Many couples elect to keep separate accounts in their relationship because they are used to managing their own finances. When a couple decides to marry, or move in together they must navigate income differences and debts. Keeping money separate can help avoid conflict because each person has full control over their funds and spending, but the downside is that separate accounts will hurt investment potential and will require the most discussion about who pays for what. If you do go the separate account route, it’s important to make an agreement about how shared bills will be split and to make a budget for household expenses. Creating a spreadsheet to track expenditures is very helpful.
If you want to simplify your money management, having joint accounts is the best option. It’s easy to track spending and budgeting on financial software like Mint, and you won’t have to worry about dividing resources and financial responsibilities. The downside for some couples is that all the spending habits are in the open. If your significant other has an issue with what you are purchasing it can lead to arguments and resentment, especially if one person makes more than the other.
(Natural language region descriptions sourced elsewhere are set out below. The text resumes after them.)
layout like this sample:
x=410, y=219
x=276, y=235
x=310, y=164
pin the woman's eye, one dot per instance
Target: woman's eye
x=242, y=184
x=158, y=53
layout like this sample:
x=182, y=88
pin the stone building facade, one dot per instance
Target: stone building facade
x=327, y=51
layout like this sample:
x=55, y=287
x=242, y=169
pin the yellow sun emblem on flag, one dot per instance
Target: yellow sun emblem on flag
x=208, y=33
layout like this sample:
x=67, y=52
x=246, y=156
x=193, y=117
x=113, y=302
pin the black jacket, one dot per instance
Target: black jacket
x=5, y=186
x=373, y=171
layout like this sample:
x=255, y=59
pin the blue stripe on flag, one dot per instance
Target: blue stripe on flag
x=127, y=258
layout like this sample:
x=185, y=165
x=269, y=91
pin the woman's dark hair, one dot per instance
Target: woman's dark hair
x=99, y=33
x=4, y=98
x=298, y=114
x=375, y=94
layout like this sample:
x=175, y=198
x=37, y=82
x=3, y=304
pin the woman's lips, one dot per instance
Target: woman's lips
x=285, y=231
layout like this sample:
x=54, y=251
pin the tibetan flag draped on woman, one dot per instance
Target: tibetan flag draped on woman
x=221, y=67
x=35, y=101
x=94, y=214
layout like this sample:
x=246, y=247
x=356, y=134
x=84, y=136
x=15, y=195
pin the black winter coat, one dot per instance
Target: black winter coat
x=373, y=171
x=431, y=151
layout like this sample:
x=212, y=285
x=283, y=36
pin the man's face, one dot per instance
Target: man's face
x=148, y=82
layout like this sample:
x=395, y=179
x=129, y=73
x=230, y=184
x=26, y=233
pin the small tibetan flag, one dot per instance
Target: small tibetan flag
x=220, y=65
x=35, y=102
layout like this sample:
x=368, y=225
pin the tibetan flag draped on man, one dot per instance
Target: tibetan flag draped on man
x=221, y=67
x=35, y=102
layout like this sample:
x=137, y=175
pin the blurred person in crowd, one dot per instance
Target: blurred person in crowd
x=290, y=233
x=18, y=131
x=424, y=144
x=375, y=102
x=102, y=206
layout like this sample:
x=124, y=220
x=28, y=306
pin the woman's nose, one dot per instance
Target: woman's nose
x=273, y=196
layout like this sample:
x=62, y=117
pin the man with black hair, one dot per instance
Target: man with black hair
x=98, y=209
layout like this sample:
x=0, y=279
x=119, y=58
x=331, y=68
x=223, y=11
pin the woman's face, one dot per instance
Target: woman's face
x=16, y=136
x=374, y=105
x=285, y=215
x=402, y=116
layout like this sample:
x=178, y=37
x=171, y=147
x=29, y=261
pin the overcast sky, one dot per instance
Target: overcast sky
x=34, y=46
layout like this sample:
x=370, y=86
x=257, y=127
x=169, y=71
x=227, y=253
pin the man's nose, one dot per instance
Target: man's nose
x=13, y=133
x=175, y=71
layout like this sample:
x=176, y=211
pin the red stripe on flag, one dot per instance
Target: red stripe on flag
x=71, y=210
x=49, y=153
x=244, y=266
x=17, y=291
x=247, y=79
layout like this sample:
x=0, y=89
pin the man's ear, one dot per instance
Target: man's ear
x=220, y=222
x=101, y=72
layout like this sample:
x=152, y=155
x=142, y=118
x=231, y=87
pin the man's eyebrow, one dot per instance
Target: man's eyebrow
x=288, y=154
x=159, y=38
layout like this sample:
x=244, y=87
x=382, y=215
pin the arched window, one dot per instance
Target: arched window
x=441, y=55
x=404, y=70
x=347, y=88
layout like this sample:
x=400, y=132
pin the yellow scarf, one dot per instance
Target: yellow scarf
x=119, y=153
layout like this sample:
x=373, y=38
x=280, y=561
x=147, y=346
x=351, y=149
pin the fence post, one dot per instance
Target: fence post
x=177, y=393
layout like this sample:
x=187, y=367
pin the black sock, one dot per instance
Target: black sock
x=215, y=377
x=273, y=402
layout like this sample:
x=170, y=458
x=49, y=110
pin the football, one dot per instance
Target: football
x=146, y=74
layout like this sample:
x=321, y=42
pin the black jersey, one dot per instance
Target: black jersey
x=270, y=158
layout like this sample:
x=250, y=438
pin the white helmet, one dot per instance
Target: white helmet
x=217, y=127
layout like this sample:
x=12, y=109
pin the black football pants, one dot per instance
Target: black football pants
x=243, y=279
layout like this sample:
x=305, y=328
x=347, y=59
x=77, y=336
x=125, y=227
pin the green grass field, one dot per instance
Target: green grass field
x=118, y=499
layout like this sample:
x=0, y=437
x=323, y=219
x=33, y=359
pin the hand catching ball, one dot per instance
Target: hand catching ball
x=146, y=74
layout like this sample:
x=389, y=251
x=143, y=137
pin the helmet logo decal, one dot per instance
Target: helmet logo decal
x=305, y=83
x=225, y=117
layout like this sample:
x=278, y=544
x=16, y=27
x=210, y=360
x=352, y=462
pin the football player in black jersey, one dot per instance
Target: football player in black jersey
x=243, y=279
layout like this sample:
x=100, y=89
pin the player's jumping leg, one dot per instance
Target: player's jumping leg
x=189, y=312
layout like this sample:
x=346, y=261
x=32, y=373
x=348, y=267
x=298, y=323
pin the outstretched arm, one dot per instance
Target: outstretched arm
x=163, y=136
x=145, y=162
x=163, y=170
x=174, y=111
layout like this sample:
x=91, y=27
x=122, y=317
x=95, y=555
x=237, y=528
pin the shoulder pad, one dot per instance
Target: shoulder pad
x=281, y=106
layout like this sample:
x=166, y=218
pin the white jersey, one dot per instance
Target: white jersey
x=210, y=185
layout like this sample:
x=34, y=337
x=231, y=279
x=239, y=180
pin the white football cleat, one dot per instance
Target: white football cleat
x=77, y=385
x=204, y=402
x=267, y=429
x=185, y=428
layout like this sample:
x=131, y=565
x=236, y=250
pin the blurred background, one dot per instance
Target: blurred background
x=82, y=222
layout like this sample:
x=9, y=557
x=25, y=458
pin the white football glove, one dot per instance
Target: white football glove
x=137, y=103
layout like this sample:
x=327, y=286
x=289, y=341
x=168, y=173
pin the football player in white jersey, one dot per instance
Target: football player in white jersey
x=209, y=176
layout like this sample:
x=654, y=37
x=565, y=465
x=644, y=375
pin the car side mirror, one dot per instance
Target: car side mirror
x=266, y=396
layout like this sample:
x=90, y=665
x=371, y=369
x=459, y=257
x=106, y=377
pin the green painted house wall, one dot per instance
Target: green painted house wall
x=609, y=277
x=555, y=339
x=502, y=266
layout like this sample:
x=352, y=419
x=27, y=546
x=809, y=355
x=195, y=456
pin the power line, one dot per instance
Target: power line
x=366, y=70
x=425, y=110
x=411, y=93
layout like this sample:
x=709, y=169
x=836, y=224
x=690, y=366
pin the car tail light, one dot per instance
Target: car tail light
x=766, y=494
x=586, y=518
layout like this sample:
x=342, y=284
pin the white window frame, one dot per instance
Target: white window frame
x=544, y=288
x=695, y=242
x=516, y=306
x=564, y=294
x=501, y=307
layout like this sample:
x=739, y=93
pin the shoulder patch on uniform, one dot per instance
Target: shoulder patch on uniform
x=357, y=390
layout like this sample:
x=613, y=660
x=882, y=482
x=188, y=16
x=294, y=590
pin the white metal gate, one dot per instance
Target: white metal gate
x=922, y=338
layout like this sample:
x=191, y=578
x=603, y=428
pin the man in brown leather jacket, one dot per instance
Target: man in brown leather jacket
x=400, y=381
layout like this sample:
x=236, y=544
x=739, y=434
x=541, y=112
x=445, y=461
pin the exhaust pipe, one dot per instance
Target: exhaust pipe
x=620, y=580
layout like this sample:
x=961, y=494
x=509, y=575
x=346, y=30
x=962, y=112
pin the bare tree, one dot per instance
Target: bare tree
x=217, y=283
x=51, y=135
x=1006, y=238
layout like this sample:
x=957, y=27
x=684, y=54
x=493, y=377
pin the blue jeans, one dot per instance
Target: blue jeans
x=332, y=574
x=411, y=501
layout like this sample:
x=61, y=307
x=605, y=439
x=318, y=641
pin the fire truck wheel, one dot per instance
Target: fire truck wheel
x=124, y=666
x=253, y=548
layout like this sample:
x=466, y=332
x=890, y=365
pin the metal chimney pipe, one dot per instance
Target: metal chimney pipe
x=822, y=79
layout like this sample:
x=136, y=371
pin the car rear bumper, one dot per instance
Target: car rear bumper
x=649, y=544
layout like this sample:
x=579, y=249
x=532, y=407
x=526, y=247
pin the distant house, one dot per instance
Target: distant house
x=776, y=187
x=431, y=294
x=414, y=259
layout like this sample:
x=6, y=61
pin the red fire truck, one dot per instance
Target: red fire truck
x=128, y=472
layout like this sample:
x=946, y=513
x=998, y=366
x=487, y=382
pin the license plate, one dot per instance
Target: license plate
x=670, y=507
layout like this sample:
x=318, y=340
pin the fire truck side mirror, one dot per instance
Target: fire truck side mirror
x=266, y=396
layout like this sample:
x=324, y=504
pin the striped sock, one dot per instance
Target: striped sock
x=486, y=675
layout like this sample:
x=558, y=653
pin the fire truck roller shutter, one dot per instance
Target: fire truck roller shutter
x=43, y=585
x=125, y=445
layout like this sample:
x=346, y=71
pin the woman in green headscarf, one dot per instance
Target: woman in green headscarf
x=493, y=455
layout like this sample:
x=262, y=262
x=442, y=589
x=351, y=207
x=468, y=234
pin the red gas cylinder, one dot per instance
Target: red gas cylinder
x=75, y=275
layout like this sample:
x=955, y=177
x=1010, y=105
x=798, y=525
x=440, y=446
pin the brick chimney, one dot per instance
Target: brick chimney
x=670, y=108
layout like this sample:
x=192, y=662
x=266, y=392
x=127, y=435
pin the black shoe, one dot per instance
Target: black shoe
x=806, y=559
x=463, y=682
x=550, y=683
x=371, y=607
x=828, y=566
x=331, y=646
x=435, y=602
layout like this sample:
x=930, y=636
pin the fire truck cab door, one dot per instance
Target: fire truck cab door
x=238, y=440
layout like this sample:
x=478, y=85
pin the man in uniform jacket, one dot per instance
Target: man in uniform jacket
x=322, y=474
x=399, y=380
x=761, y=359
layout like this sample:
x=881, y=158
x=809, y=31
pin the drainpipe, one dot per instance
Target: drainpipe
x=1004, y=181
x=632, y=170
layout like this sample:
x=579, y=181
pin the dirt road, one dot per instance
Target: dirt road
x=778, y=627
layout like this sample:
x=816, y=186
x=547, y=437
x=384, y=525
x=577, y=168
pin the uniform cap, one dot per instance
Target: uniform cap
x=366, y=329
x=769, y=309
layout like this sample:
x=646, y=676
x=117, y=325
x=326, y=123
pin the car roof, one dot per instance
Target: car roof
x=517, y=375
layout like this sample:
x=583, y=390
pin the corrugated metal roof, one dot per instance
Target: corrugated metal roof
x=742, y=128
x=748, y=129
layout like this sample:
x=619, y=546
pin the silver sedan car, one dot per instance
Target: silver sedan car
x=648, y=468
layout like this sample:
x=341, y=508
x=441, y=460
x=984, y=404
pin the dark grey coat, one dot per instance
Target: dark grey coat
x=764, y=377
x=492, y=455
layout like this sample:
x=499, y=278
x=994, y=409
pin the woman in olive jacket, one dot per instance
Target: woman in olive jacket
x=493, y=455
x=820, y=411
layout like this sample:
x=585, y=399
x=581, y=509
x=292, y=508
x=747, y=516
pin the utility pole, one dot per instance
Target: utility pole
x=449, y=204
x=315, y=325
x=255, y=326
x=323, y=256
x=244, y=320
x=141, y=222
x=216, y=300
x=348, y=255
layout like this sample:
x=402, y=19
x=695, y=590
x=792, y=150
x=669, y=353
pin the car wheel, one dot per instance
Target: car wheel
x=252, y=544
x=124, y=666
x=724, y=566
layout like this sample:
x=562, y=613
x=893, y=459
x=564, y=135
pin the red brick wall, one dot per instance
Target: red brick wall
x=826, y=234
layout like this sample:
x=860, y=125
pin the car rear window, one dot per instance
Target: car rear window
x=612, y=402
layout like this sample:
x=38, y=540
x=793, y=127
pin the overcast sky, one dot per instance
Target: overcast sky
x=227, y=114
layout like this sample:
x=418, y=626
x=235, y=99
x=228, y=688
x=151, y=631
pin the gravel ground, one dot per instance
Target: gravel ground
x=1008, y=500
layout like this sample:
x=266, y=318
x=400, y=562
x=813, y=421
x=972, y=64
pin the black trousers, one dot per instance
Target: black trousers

Separate and Joint Accounts
Having joint and separate accounts is a lot more complex way to navigate finances, but it can also help eliminate judgement on spending. The way a multiple account system works is that all the income goes into joint accounts. Bills, savings, debt and retirement are then managed jointly, just like the Joint account option above. But this option also includes private checking accounts for each person. A set amount is transferred to these accounts each month and each person can decide how they want to spend that money. Having both separate and joint accounts allows a couple individual freedom, while still providing an avenue to work together on joint goals and retirement. With this method, you’ll have to keep track of more bank accounts. It may also cause relationship problems if the higher earner feels like they are giving his or her partner an allowance, so be sure to discuss all the pros and cons with your loved one before giving the separate and joint account option a shot.
No matter what financial path you and your significant other take, it’s important to communicate, trust and plan to avoid potential conflict.